The Art of Bowing - 1

Friction and Function - Part One

Bowing percussion is another one of those absolutely sublime things. You can create the most amazing, and weird tones. I love bowing metal percussion. The most important thing to know is that you need to buy a cheap bow. This is metal, not a Stradivarious violin! You should be able to pick up a cheap, imported bass/cello/violin bow for under $40. We’re not seeking tone here, not playing in the Berlin Philharmonic. You can often find used student bows for cheap too. Just ask at a music store. I use a cheap violin & cello bow for most things. They work great! So get yourself a bow and some Pop’s Bass Rosin, because it’s the best, sticky rosin out there, and you’re all set to make some noise! BTW, when the bow wears out, just throw it away and buy a new one, it will cost more to rehair it than to get a new one.

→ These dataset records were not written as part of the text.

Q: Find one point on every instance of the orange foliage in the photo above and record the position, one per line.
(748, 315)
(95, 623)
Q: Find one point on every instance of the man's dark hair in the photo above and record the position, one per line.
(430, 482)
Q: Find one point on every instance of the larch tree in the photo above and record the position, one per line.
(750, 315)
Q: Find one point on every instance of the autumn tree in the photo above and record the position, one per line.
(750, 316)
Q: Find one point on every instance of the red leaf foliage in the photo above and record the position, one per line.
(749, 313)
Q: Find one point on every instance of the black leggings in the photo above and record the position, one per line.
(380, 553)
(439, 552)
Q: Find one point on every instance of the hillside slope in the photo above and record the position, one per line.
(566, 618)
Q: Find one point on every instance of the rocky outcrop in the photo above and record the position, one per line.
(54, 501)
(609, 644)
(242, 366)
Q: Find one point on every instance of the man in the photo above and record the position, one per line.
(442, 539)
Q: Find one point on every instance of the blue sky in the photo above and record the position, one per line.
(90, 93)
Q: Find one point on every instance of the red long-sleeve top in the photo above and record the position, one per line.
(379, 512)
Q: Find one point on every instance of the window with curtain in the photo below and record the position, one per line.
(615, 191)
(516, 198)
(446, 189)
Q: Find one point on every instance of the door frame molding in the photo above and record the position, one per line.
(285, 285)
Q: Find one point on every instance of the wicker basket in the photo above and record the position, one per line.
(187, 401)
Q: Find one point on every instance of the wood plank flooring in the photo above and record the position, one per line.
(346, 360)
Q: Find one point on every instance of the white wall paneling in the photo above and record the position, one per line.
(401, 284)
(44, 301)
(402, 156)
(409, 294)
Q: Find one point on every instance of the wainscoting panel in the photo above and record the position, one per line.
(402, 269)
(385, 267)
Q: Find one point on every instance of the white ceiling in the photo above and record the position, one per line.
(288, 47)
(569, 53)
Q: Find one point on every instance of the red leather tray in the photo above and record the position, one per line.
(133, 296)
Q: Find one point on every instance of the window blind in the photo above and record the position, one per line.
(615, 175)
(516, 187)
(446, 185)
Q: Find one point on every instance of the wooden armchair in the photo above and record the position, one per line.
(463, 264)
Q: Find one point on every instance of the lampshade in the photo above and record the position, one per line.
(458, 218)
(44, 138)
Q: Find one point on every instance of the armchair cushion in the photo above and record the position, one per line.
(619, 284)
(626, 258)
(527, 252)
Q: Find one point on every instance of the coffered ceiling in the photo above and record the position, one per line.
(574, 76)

The 1st photo is of bowing a Chinese cymbal on a floor tom. The bowing is only one part of it, you need to also move the cymbal back and forth across the head, or in a circular motion. This changes the tone and uses the drum as a resonator. Crazy stuff!


Another great thing is using a Cup Chime, or other small, resonant cymbal. The photo shows me bowing the largest Paiste Cup Chime. Moving it in and out on the drum really changes the tone. Fantastic!

Experiment, enjoy, rest, and repeat often.